春の日差しに誘われて広げたのは、100年近い上等のコンヤキリムです。光に充てると、藍、茶と黄はだ色(黄色がかった黄土色)は、「これが実力です」と言っているようです。上質のウールと植物の相性が良く、古さの持つ見事さは、どのような天気でも艶やかです。
すっかり無駄毛がなくなり心地よい肌触りが、落ち着いた色調のキリムを一層気持ち良くしています。しかし、見続けていると何かしっくりこない部分が見えてきました。
びっしりと入れられている色糸は、一目で誰もが熟練した織り手の仕事とわかるように、実になめらかです。しかし、しかし、天然の白色部分の織りは「フン?」と思わず声が出るほど落ち着かず、あっちこっちを向いており、明らかに初心者の仕事です。何が起こっているのでしょう?

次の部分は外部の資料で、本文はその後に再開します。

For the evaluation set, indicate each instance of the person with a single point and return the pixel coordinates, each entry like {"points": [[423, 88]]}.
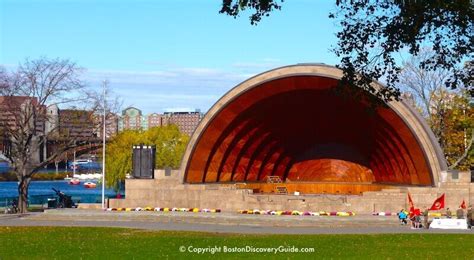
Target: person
{"points": [[460, 213], [425, 218], [418, 221], [448, 213], [402, 216], [470, 221]]}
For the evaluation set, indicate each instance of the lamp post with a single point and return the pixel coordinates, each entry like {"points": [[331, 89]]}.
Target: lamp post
{"points": [[103, 148]]}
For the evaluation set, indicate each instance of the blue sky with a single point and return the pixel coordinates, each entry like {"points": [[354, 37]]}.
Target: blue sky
{"points": [[167, 54]]}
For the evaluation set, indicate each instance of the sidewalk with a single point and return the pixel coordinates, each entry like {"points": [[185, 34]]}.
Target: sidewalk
{"points": [[216, 222]]}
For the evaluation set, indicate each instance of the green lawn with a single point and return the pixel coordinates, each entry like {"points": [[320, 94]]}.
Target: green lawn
{"points": [[107, 243]]}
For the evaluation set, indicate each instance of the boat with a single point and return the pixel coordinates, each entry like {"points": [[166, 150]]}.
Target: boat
{"points": [[74, 181], [90, 185]]}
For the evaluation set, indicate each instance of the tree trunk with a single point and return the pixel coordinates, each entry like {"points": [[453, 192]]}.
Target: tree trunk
{"points": [[23, 194]]}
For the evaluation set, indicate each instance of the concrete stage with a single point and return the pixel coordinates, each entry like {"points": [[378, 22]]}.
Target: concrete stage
{"points": [[325, 141], [169, 191]]}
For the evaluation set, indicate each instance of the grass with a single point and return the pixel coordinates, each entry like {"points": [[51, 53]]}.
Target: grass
{"points": [[113, 243]]}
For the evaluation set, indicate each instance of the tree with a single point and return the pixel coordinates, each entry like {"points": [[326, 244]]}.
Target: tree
{"points": [[170, 146], [374, 31], [454, 120], [449, 113], [25, 123]]}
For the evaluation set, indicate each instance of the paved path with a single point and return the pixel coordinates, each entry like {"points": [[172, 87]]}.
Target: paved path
{"points": [[217, 222]]}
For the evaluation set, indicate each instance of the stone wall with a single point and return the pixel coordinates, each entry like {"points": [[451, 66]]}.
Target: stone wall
{"points": [[167, 191]]}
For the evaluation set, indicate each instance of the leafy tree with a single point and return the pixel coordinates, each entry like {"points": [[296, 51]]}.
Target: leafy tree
{"points": [[170, 146], [25, 125], [454, 120], [374, 31], [449, 113]]}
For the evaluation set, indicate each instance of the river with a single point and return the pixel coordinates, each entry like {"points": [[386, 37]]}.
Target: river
{"points": [[39, 191]]}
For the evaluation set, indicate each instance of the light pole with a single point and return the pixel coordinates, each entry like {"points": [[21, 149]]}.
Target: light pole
{"points": [[103, 149]]}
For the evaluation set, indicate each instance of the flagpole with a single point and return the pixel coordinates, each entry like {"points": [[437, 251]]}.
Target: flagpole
{"points": [[103, 149]]}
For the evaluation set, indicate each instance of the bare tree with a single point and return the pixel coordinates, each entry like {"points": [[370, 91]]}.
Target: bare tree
{"points": [[25, 124]]}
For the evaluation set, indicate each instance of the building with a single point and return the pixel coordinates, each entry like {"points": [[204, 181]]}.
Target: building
{"points": [[186, 121], [327, 151], [154, 120], [132, 118], [111, 125]]}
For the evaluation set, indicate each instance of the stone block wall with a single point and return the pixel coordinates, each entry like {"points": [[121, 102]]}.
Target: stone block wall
{"points": [[167, 191]]}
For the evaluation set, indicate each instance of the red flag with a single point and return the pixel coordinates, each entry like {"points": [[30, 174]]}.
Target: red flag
{"points": [[438, 203], [412, 206]]}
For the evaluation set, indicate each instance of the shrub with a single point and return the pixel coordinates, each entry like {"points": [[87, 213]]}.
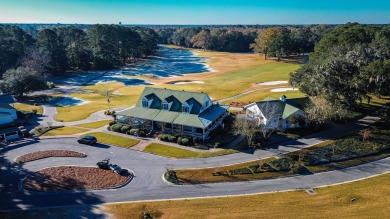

これは遊牧民がテントの中で使った自家用チュアル(衣類袋)です。
織りを習得させる良い機会と考えた熟練した織り手は、なめらかに織られた自分の織りの先を、嫁入りが近い孫娘に織らせたのでしょう。祖母が撚った天然の白いウールは、太さも強さも均等です。
祖母の織りを、見よう見まねで引き継いだ孫娘は、緊張と嬉しさからか、糸が中々均等に入れられません。懸命に努力を重ねた結果、祖母と孫娘の競作チュアルが出来上がりました。
15~6で嫁ぐ娘たちの持参品キリムを織るのは母や祖母です。糸、染め、織りの三拍子がそろった出来栄えが上等の持参品キリムをもって嫁ぐ娘は、良い嫁として、婚家でかわいがられたそうです。
若い娘は、これからは婚家で新しい家族のためのキリム作りに励まなければなりません。
そんな孫娘を心配しながら、良いキリムの織り手となり、部族の伝統を次世代に伝える担い手となることを願いながら、出来栄えに目を細める祖母の姿が見えます。
こんなストーリーを考えながら向き合うと、新人と熟練者の競作であろうキリムの担う役割に、思わず背筋が伸びます。一家の歴史と愛情が詰まったキリムです。。